After that, Manzoor came across another advertisement saying that the Dyeing Department of IICT is holding a six month course in dyeing the thread according to exact shades in percentage. He joined that too.

The Institute has set up Design Studio with latest digital equipment’s wherein 561 Carpet and 107 Kani Shawl Designs in the digital form were developed with the application of Carpet Design Software. IICT generated revenue of Rs 13.17 Lacs from the industry while providing these on nominal charges.

Manzoor says, in old days traditional carpet weaving was very hectic job to do, it was time consuming. But now the techniques which are used to make carpets have changed the scenario, without changing the traditional tinge with the help of new technology. Softwares that are used to design carpet are making crafts person work easy.

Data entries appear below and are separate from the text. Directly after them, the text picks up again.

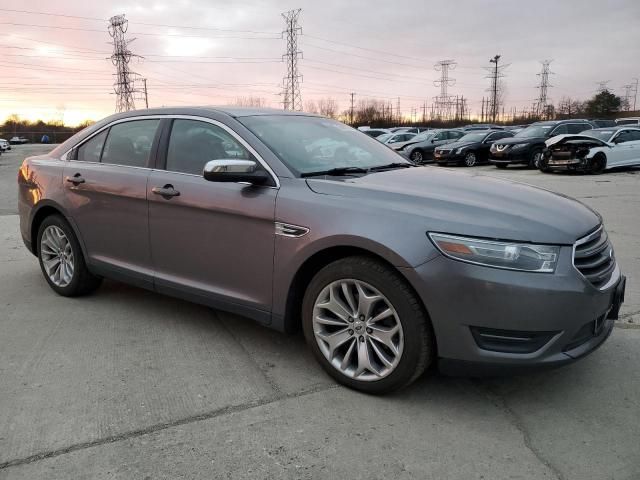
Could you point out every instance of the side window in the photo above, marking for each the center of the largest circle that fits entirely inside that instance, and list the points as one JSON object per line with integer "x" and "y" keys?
{"x": 578, "y": 127}
{"x": 559, "y": 130}
{"x": 193, "y": 143}
{"x": 90, "y": 150}
{"x": 129, "y": 143}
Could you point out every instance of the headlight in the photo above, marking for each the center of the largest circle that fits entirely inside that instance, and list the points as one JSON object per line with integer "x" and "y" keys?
{"x": 508, "y": 255}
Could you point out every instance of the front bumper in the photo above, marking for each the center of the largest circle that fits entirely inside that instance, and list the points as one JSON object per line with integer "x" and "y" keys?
{"x": 508, "y": 157}
{"x": 449, "y": 157}
{"x": 462, "y": 299}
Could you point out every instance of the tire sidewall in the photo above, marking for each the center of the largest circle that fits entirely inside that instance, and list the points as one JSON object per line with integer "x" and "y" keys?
{"x": 78, "y": 257}
{"x": 413, "y": 328}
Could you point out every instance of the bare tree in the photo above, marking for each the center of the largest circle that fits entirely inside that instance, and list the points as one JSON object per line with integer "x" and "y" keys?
{"x": 251, "y": 102}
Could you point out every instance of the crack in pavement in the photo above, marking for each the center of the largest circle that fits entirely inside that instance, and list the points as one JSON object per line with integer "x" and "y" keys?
{"x": 500, "y": 402}
{"x": 163, "y": 426}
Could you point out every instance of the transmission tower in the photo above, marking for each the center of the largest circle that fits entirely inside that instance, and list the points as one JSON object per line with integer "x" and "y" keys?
{"x": 629, "y": 94}
{"x": 443, "y": 102}
{"x": 291, "y": 83}
{"x": 542, "y": 102}
{"x": 123, "y": 85}
{"x": 495, "y": 76}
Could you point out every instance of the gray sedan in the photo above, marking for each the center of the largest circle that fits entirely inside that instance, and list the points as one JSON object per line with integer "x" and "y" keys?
{"x": 298, "y": 221}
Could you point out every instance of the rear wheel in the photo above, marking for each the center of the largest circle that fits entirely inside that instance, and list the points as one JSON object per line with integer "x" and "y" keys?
{"x": 598, "y": 164}
{"x": 417, "y": 156}
{"x": 366, "y": 326}
{"x": 61, "y": 259}
{"x": 470, "y": 159}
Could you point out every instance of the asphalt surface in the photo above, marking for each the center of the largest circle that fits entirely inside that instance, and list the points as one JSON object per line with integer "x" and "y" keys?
{"x": 127, "y": 384}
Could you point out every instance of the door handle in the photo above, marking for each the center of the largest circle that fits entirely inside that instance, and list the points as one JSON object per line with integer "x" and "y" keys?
{"x": 167, "y": 191}
{"x": 76, "y": 179}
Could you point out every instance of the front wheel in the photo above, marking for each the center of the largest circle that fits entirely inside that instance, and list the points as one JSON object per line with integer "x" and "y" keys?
{"x": 61, "y": 259}
{"x": 366, "y": 326}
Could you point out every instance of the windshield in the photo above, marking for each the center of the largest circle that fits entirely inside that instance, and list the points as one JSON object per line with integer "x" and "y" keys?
{"x": 313, "y": 144}
{"x": 603, "y": 135}
{"x": 472, "y": 137}
{"x": 535, "y": 131}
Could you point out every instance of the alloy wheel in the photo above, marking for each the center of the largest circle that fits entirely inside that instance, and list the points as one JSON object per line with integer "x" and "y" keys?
{"x": 357, "y": 330}
{"x": 57, "y": 256}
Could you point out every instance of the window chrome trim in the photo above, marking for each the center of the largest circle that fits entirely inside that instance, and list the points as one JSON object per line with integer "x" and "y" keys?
{"x": 217, "y": 123}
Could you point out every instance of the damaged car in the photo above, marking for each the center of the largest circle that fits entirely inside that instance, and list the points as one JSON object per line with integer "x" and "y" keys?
{"x": 593, "y": 151}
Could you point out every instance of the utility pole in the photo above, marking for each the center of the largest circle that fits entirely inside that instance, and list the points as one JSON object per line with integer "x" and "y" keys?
{"x": 123, "y": 85}
{"x": 146, "y": 96}
{"x": 443, "y": 101}
{"x": 352, "y": 97}
{"x": 291, "y": 82}
{"x": 494, "y": 88}
{"x": 542, "y": 102}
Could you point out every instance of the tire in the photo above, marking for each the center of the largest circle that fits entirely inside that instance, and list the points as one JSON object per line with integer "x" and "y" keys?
{"x": 417, "y": 156}
{"x": 412, "y": 338}
{"x": 55, "y": 238}
{"x": 470, "y": 159}
{"x": 598, "y": 164}
{"x": 534, "y": 158}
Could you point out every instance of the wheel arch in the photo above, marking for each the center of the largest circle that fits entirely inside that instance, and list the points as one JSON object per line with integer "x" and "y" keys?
{"x": 292, "y": 320}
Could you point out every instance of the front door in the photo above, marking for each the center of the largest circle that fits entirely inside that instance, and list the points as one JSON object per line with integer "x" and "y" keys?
{"x": 211, "y": 241}
{"x": 106, "y": 197}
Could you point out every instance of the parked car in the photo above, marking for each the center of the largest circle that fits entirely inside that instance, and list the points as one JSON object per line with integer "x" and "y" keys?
{"x": 471, "y": 149}
{"x": 396, "y": 140}
{"x": 481, "y": 126}
{"x": 375, "y": 132}
{"x": 388, "y": 268}
{"x": 527, "y": 145}
{"x": 600, "y": 123}
{"x": 593, "y": 151}
{"x": 421, "y": 152}
{"x": 628, "y": 121}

When he completed his training from the department, he found out that IICT is looking for a trainer. He applied. He was asked a few questions relating to the craft, from where he got through and then he was selected as a trainee at IITC.

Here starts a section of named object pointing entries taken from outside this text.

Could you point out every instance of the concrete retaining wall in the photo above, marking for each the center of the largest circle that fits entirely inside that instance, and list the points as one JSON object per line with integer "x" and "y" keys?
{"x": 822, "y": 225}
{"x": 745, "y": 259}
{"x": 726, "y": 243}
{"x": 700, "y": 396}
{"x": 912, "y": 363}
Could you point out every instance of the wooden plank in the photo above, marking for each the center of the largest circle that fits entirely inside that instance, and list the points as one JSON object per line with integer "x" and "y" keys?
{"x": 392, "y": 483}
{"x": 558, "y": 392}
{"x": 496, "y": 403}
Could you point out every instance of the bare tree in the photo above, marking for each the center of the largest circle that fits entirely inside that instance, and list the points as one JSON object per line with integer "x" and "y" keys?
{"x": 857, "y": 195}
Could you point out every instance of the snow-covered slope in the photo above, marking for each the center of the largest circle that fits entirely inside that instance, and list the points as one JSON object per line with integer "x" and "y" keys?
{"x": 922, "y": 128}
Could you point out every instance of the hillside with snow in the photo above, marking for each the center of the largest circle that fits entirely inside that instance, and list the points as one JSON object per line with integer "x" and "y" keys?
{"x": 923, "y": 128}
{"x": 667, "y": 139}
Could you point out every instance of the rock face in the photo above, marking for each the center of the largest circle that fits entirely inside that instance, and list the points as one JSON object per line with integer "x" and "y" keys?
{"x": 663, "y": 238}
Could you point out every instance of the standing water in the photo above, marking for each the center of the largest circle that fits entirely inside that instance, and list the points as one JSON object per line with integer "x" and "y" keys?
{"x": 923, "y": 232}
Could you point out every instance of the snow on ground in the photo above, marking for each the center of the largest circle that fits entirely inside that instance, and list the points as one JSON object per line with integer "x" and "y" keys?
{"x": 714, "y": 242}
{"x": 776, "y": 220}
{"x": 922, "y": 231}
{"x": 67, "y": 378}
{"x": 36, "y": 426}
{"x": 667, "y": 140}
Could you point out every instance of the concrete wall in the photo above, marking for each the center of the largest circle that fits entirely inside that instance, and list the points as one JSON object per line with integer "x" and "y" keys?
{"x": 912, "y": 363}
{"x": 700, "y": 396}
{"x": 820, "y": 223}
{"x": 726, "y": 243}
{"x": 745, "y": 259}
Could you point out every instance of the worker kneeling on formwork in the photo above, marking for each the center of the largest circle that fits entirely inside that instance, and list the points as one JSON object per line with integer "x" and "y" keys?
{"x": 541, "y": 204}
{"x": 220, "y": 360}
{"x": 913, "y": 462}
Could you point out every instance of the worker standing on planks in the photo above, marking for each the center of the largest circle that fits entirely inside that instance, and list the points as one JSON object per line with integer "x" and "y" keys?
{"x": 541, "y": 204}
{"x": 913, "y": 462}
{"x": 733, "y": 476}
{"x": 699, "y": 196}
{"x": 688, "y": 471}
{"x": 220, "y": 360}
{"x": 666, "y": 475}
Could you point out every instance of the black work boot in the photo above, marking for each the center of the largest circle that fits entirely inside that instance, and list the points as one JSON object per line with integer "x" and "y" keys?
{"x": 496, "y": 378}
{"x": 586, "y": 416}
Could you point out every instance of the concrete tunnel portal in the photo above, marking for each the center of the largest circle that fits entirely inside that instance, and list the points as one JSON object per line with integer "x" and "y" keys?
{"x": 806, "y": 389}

However, another important move was Geographical Indication Act, GI mark, a certification, which helps in brand building. Certification, in ISO literature, is referred to as ‘Conformity Assessment System’. It helps the producer to acquire a stamp of authentication from a particular institution. In India, the institution is in Chennai. The GI Act registers geographically specific handicrafts and acknowledges that a handicraft is unique and belongs to a particular area.

The GI mark is owned by the practitioners, so a group of artisans have formed a registered society named as ‘Tahafuz.’ of which Kashmir Handmade Pashmina Promotion Trust (KHPPT) is a part. So far the members of this society are ‘registered proprietors’ of the GI mark.

Theoretically, getting registered under GI act is suggested to be the best plan in place to standardize Kashmir handicraft.

Under GI, the right to marketing the concerned product is tied to a definite geographical territory and the manufactured goods should be produced or processed or prepared in that territory.

The GI status provides legal protection and facilitates action in case of infringement. GIs are covered as an element of Intellectual Property Rights (IPRs).

Besides, pashmina and walnut woodcarving, the other five products which have got the GI cover are – Sozni-embroidery, Kani-shawl, Papier-mâché, Khatamband and Kashmiri Carpets.